2023.04.14 調査・統計
22年度の健康食品市場、1.1%増の8925億円に…コロナ禍の健康需要が継続
(株)矢野経済研究所が14日発表した「健康食品市場に関する調査結果」によると、2022年度の健康食品市場規模は前年比1.1%増の8925億円が見込まれている。

通販は微増で推移、店販は復調基調
調査は1~3月、健康食品の製造・販売企業や関連団体などを対象に、面談、電話によるヒアリング、アンケート、文献調査によって実施した。
コロナ禍の中、「健康・免疫」や「ストレス・睡眠」、運動不足による「肥満」に関する需要が拡大。特に巣ごもり需要の恩恵を受けた通販を中心に、市場は拡大基調を続けている。ただし、通販は2021年度に4%台の伸長を見せたが、22年度以降は競合激化や新規顧客の獲得単価(CPO)の悪化により、市場は微増で推移している。

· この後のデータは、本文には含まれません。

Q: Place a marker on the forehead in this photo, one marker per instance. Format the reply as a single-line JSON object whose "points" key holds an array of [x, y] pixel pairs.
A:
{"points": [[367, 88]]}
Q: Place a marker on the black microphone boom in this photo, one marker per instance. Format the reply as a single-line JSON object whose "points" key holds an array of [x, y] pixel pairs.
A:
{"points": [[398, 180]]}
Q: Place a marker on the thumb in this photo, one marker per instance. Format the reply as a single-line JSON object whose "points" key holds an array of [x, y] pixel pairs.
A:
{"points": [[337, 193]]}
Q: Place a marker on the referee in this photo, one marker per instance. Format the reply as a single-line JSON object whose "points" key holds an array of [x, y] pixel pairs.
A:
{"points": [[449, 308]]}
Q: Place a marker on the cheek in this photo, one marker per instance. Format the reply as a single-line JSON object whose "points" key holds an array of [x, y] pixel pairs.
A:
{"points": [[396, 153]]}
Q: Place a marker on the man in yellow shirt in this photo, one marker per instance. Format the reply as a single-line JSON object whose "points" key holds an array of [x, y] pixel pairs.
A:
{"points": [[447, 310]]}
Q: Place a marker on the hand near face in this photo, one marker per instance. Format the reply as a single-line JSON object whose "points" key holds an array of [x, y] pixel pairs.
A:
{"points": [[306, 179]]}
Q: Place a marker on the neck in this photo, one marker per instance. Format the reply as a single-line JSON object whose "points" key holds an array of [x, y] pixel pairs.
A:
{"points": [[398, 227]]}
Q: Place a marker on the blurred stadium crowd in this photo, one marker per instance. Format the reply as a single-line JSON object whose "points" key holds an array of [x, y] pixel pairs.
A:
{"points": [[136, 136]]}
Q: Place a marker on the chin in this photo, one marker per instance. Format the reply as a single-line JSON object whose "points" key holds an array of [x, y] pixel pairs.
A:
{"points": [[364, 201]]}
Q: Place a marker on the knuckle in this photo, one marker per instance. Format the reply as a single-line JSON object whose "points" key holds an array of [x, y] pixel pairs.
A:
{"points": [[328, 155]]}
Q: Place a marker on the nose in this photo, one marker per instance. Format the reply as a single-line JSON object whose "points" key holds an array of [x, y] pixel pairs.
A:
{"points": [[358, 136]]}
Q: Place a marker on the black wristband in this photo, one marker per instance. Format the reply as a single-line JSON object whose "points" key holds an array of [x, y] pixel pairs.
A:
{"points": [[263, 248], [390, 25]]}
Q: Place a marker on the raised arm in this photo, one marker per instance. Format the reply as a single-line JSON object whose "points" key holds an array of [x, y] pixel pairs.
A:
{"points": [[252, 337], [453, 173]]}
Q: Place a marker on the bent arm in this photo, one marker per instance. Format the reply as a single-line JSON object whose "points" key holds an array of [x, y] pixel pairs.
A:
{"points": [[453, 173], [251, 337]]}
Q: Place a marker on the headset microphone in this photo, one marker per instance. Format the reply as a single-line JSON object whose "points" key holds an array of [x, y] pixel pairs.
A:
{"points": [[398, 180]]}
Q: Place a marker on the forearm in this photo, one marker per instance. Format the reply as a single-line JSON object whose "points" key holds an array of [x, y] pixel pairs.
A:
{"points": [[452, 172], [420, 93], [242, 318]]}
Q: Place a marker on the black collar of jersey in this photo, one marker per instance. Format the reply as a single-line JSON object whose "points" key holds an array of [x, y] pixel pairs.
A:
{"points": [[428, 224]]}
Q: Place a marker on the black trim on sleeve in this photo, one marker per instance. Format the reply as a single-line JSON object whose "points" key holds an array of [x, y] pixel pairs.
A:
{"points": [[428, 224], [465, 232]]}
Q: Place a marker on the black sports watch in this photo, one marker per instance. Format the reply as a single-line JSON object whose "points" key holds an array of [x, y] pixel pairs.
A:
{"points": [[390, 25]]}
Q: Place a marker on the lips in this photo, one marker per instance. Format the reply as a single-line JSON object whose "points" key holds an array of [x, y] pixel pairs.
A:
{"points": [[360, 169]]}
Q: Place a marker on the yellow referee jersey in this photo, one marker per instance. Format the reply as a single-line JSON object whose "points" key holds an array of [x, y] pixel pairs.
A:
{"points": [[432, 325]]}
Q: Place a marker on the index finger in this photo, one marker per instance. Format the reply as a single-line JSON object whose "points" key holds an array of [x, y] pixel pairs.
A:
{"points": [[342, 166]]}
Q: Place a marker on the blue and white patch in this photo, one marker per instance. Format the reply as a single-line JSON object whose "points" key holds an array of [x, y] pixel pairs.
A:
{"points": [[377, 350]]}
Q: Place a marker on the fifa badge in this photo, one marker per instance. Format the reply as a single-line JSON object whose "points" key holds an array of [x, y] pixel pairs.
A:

訪問販売は、営業活動への影響が出たコロナ禍の中でも、大手を中心にデジタルツール活用によって堅調に推移。店頭販売は21年度から22年度にかけて、出足の回復により復調基調をたどっている。
機能性表示食品は一般食品の売上構成比が拡大
機能性表示食品の市場を種類別に見ると、一般食品の売上構成比が増加傾向にあり、21年度にはサプリメントを上回った。サプリメントは、20年度までは大型商材の機能性表示食品化や、積極的な広告展開によるヒット商品の誕生などで市場が急拡大したが、これらの動きが一巡し、21年度以降は成長が鈍化した。
一方、一般食品は清涼飲料などでヒット商品が誕生し、21年度は前年度比80.5%増と大幅に伸長。生鮮食品は市場規模が小さいものの、21年度は同42.9%増となった。
「健康・免疫」に対する需要は沈静化しつつあるが、消費者の健康意識の高止まり、新生活様式で高まった「ストレス・睡眠」などへの対策を中心に、今後も需要は維持される見通しという。
加えて、健康食品のインバウンド需要の回復、ロックダウンなどの影響で一時低迷した越境EC、海外展開の回復・拡大も期待され、緩やかな成長が続くと予想している。